Wikipedia
Agent Source token | 36c35e23-8757-4a9d-aacf-345e9b7eb50d |
Consumes Artifacts | |
Subject coverage | All Wikimedia properties whose changes are published via MediaWiki Event Streams |
Object coverage | All DOIs, all Article Landing Pages |
Data contributor | Wikimedia Foundation |
Data origin | Edits of articles on Wikimedia properties, e.g. Wikipedias. Via the Wikipedia MediaWiki Event Streams and the media WikiRESTBase API. |
Freshness | Continuous. |
Identifies | Linked DOIs, unlinked DOIs, landing page URLs |
License | Creative Commons CC0 1.0 Universal (CC0 1.0) |
Looks in | The rendered HTML of Wikipedia pages, including inline citations and references. |
Name | Wikipedia |
Operated by | Crossref |
Produces Evidence Records | Yes |
Produces relation types | references |
Source ID | wikipedia |
Updates or deletions | None expected |
What it is
Wikipedia is the free encyclopedia that anyone can edit. We find references to registered content items in page references and citations.
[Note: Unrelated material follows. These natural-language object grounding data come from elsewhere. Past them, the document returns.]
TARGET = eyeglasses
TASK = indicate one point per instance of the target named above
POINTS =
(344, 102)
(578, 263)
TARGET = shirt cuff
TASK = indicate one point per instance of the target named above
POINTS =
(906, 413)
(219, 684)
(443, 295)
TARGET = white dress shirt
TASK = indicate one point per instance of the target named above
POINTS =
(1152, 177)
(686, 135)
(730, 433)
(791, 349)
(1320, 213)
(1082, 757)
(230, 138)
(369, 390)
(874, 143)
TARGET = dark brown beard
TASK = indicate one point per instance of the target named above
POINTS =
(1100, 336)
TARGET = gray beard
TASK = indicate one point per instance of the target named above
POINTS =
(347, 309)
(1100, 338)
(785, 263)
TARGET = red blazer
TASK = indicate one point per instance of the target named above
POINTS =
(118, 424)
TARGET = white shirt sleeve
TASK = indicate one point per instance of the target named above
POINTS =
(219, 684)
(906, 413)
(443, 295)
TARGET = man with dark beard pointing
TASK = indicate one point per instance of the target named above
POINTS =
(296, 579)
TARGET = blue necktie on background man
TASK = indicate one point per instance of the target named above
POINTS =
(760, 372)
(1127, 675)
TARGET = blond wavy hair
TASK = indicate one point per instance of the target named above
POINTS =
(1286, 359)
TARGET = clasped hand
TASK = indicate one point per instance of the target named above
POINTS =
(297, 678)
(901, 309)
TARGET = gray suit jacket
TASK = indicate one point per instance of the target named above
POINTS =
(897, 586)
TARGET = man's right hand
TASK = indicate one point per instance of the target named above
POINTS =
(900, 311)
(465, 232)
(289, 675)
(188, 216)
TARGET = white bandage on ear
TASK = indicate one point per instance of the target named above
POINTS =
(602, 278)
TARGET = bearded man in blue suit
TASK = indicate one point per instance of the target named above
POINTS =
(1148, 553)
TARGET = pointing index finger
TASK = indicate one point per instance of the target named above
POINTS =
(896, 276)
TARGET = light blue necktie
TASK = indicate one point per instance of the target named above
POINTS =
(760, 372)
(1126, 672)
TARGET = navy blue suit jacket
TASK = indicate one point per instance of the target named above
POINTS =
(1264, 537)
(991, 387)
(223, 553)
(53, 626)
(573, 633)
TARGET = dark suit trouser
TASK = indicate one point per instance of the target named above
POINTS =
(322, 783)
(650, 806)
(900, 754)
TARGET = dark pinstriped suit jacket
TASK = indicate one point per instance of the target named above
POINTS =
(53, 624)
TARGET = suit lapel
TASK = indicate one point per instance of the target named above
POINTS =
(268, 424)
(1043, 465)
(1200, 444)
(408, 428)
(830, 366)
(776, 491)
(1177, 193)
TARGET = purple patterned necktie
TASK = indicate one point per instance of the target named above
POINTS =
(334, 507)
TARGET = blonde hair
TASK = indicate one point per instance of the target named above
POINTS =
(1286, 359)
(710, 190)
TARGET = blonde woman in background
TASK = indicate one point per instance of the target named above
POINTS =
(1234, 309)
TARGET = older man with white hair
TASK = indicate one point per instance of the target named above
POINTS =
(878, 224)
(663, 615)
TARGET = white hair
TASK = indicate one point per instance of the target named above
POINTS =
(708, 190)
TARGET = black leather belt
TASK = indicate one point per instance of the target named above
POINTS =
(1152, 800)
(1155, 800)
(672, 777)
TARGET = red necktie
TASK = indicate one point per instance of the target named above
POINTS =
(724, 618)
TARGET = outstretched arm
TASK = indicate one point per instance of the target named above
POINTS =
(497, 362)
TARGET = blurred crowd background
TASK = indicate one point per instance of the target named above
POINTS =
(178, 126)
The Wikipedia Agent monitors all WikiMedia properties that are exposed via the MediaWiki Event Stream. This includes all Wikipedia sites, plus some other sites.
One of the features of Wikipedia is that pages can be edited and each version is given a unique ID. Because of this, references can come and go over the course of a page's lifetime. Event Data treats every version of a page as a separate entity and reports on links from that page. This means that if a page is edited and a reference is added, it will record an Event for every reference in the old version and an also Event for every reference in the new version. Wikipedia pages change once they are created but Events don't. The stream of Events for a Wikipedia page describe its evolution over time.
What it does
- The Agent subscribes to the Event Stream. This stream sends information about every edit of every page on MediaWiki properties.
- For every edit, the Agent visits that page. It uses the RESTBase API to retrieve the rendered HTML of the page.
- The HTML of the page is searched for unlinked DOIs, linked DOIs and landing page URLs.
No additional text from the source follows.